Tijdens de besluitvorming van het Algemeen beheerscomité bedoeld in het vorige lid, beschikt iedere vertegenwoordiger van de verzekeringsinstellingen slechts over een raadgevende stem.
Art.5. § 1. De facturen worden overgemaakt voor validatie aan het Instituut. De betaling is slechts toegestaan na verificatie van de echtheid van de aangegane prestaties en de conformiteit met de doelstellingen vastgelegd door het Algemeen beheerscomité en het aan het project toegewezen budget.
§ 2. De voorschotten mogen, in het totaal, niet hoger zijn dan 30 % van het budget toegewezen aan het project.
§ 3. De betaling van de gevalideerde facturen wordt uitgevoerd door het Instituut binnen een termijn van 30 dagen, vanaf de factuurdatum.
Art.6. De instellingen die belast zijn met het uitvoeren van de projecten bedoeld in artikel 4, voeren hun taken uit met zorgvuldigheid, voorzichtigheid en goede trouw.
Het Instituut moet twee maal per jaar verslag uitbrengen aan het Algemeen beheerscomité over de vooruitgang van de projecten en het gebruik van de budgetten, zolang het project niet is afgesloten.
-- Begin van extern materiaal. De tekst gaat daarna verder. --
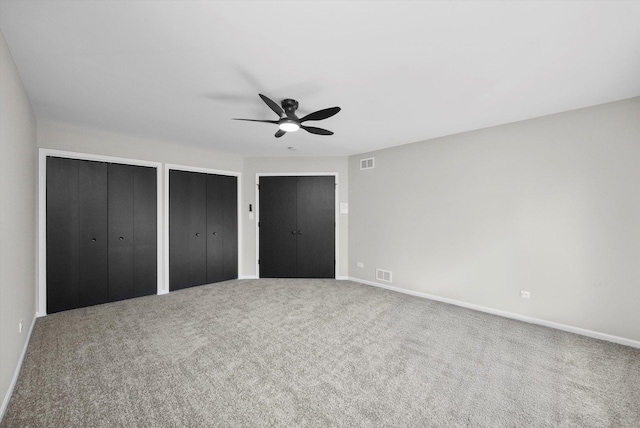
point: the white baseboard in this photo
(512, 315)
(16, 373)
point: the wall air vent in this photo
(368, 163)
(383, 275)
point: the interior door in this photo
(297, 227)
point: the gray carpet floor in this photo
(314, 353)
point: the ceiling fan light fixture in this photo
(289, 125)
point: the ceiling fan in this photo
(289, 122)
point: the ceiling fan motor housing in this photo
(289, 105)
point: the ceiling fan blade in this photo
(315, 130)
(257, 120)
(272, 105)
(321, 114)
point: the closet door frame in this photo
(186, 168)
(300, 174)
(43, 153)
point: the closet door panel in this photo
(215, 228)
(316, 227)
(62, 235)
(92, 211)
(197, 229)
(278, 228)
(120, 231)
(145, 238)
(178, 229)
(230, 227)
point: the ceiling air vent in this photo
(368, 163)
(383, 275)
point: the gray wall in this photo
(549, 205)
(69, 138)
(18, 227)
(288, 165)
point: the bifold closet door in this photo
(278, 227)
(297, 227)
(132, 231)
(76, 234)
(101, 232)
(316, 226)
(222, 228)
(203, 229)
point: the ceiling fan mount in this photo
(289, 105)
(289, 122)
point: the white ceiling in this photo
(402, 71)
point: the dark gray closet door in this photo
(145, 227)
(203, 229)
(63, 283)
(93, 260)
(197, 229)
(120, 231)
(229, 227)
(76, 234)
(297, 227)
(278, 227)
(316, 227)
(215, 229)
(178, 229)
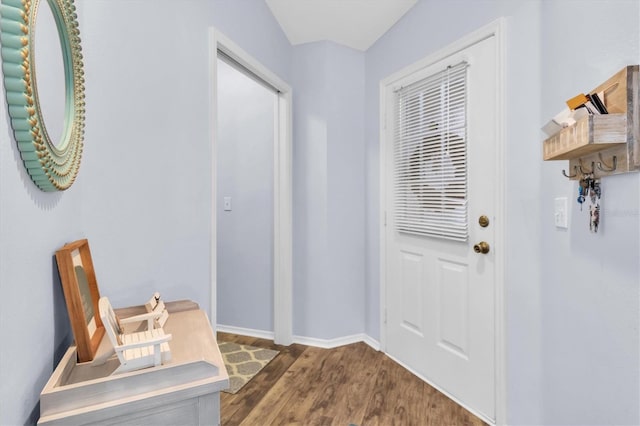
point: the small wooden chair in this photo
(137, 350)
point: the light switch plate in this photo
(560, 213)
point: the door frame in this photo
(495, 29)
(282, 180)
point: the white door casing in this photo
(442, 311)
(282, 171)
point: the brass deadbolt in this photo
(481, 247)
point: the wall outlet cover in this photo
(560, 213)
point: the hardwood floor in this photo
(349, 385)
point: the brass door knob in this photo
(481, 247)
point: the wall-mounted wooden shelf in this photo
(604, 144)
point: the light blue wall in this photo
(143, 194)
(328, 191)
(246, 112)
(590, 282)
(572, 298)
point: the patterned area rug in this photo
(243, 362)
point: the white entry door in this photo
(440, 181)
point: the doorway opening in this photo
(281, 204)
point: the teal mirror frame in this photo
(52, 166)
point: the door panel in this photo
(440, 307)
(411, 287)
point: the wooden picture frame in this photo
(81, 293)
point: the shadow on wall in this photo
(61, 330)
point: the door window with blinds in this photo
(430, 155)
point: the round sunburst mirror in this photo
(52, 164)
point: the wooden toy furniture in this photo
(136, 350)
(185, 390)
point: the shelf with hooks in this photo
(605, 144)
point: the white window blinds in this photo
(430, 154)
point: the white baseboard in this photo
(261, 334)
(309, 341)
(371, 342)
(338, 341)
(476, 413)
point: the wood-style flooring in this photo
(349, 385)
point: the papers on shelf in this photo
(564, 118)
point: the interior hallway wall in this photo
(246, 115)
(328, 191)
(143, 194)
(590, 286)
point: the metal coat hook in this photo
(607, 168)
(593, 167)
(575, 171)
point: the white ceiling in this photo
(354, 23)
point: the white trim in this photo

Art.7. Het Algemeen beheerscomité spreekt zich uit over het afsluiten van de projecten bedoeld in artikel 4, zodra deze zijn voltooid.
Art.8. In geval van niet-uitvoering of herhaalde tekortkomingen in de uitvoering van het geheel of een deel van een project, beslist het Algemeen beheerscomité over de beëindiging van de financiering van het project.
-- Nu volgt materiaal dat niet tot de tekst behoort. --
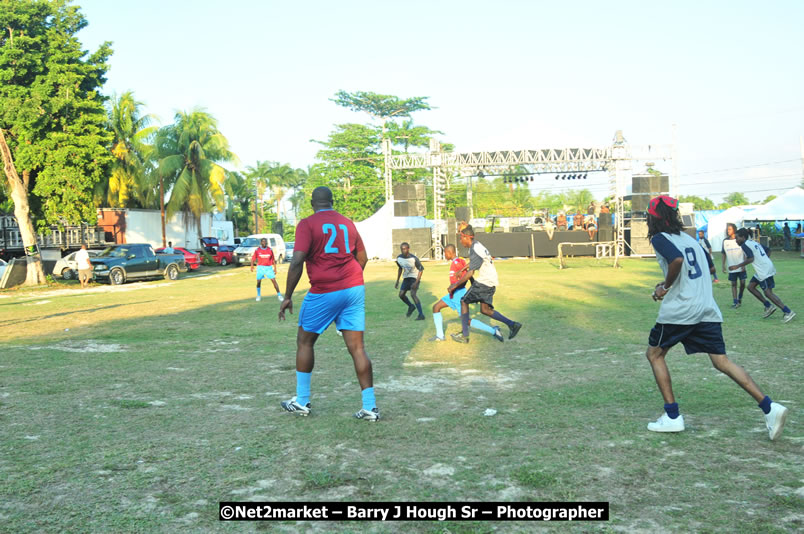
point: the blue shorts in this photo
(701, 337)
(265, 271)
(734, 276)
(768, 283)
(455, 301)
(346, 307)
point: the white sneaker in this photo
(775, 419)
(665, 424)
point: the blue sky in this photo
(501, 75)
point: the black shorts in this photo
(407, 284)
(480, 293)
(735, 275)
(768, 283)
(701, 337)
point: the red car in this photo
(192, 259)
(224, 254)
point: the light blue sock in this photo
(369, 403)
(483, 327)
(438, 319)
(303, 387)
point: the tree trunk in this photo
(19, 195)
(162, 208)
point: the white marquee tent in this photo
(788, 206)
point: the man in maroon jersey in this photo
(333, 250)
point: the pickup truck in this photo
(119, 263)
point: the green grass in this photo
(138, 409)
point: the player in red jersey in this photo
(264, 256)
(333, 250)
(456, 267)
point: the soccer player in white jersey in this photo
(483, 274)
(763, 275)
(733, 254)
(689, 315)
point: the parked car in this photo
(224, 255)
(193, 259)
(209, 242)
(247, 247)
(67, 267)
(119, 263)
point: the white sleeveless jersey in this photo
(689, 300)
(763, 266)
(734, 254)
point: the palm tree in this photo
(128, 185)
(189, 153)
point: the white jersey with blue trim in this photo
(689, 300)
(763, 266)
(734, 254)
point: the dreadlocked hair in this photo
(669, 222)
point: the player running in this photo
(456, 267)
(733, 254)
(763, 275)
(407, 262)
(689, 315)
(264, 256)
(333, 250)
(481, 269)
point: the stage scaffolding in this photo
(617, 159)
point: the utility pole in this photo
(162, 208)
(256, 216)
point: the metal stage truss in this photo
(618, 160)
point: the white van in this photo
(245, 250)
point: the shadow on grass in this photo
(63, 314)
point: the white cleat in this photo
(665, 424)
(775, 419)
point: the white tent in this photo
(376, 232)
(787, 206)
(716, 229)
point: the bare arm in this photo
(294, 275)
(362, 258)
(673, 270)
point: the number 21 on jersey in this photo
(329, 229)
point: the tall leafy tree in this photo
(190, 152)
(352, 168)
(735, 199)
(382, 108)
(129, 184)
(52, 122)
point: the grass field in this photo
(139, 408)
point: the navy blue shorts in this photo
(768, 283)
(737, 275)
(701, 337)
(407, 284)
Het deel van het budget dat nog beschikbaar is voor projecten waarvoor de financiering werd stopgezet om de in lid 1 genoemde reden, blijft behouden in de rekeningen van het Instituut en moet bij beslissing van het Algemeen beheerscomité opnieuw worden toegewezen aan andere projecten.
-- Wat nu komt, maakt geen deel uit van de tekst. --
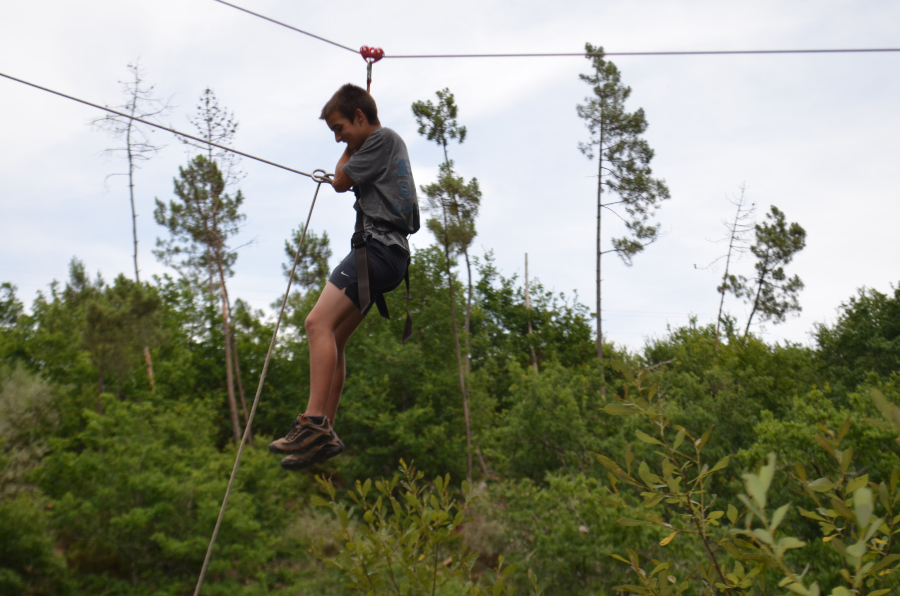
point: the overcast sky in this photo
(816, 135)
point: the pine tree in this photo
(770, 293)
(623, 166)
(200, 222)
(454, 205)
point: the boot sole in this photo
(318, 457)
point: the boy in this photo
(375, 164)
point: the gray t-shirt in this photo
(384, 187)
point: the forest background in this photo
(112, 476)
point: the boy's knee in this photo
(314, 325)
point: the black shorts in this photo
(387, 266)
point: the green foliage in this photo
(770, 293)
(865, 338)
(200, 222)
(28, 565)
(555, 528)
(26, 417)
(137, 491)
(408, 540)
(744, 550)
(438, 122)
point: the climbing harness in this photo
(371, 56)
(358, 240)
(320, 177)
(361, 255)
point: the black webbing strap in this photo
(358, 242)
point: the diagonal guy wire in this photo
(315, 175)
(262, 379)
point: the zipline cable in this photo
(322, 180)
(661, 53)
(334, 43)
(572, 54)
(316, 176)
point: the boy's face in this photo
(353, 132)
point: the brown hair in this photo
(347, 100)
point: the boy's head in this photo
(351, 114)
(347, 100)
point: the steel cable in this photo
(571, 54)
(262, 379)
(317, 175)
(334, 43)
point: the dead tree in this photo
(136, 147)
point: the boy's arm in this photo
(342, 182)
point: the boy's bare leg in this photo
(329, 314)
(341, 336)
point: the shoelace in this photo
(295, 430)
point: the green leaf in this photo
(627, 521)
(732, 513)
(885, 562)
(704, 439)
(857, 483)
(617, 409)
(788, 543)
(607, 462)
(647, 476)
(810, 514)
(798, 588)
(779, 515)
(641, 435)
(846, 458)
(857, 549)
(679, 439)
(668, 539)
(821, 485)
(319, 501)
(862, 505)
(721, 464)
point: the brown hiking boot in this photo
(304, 434)
(319, 452)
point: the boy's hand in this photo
(342, 182)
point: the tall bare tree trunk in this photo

Art.9. In geval van schuld of nalatigheid waarvoor zij aansprakelijk worden gesteld, kunnen de instellingen die verantwoordelijk zijn voor de uitvoering van de in artikel 4 bedoelde projecten door het Algemeen beheerscomité van de financiering van een of meer lopende projecten worden uitgesloten.
Art.10. Facturen die worden overgemaakt aan het Instituut nadat het project of zijn financiering werd beëindigd, overeenkomstig artikelen 7 en 8, lid 1, of na de uitsluiting bedoeld in artikel 9, worden ambtshalve verworpen.
Niettemin kunnen facturen die betrekking hebben op periodes daterend van voor de toepassing van de artikelen 7, 8, lid 1, en 9 overgemaakt worden aan het Instituut voor validatie en in voorkomend geval betaling.
De bedragen die al werden gefactureerd, gevalideerd en betaald dienen niet terugbetaald te worden.
Art. 11. De minister bevoegd voor Sociale zaken en Volksgezondheid is belast met de uitvoering van dit besluit.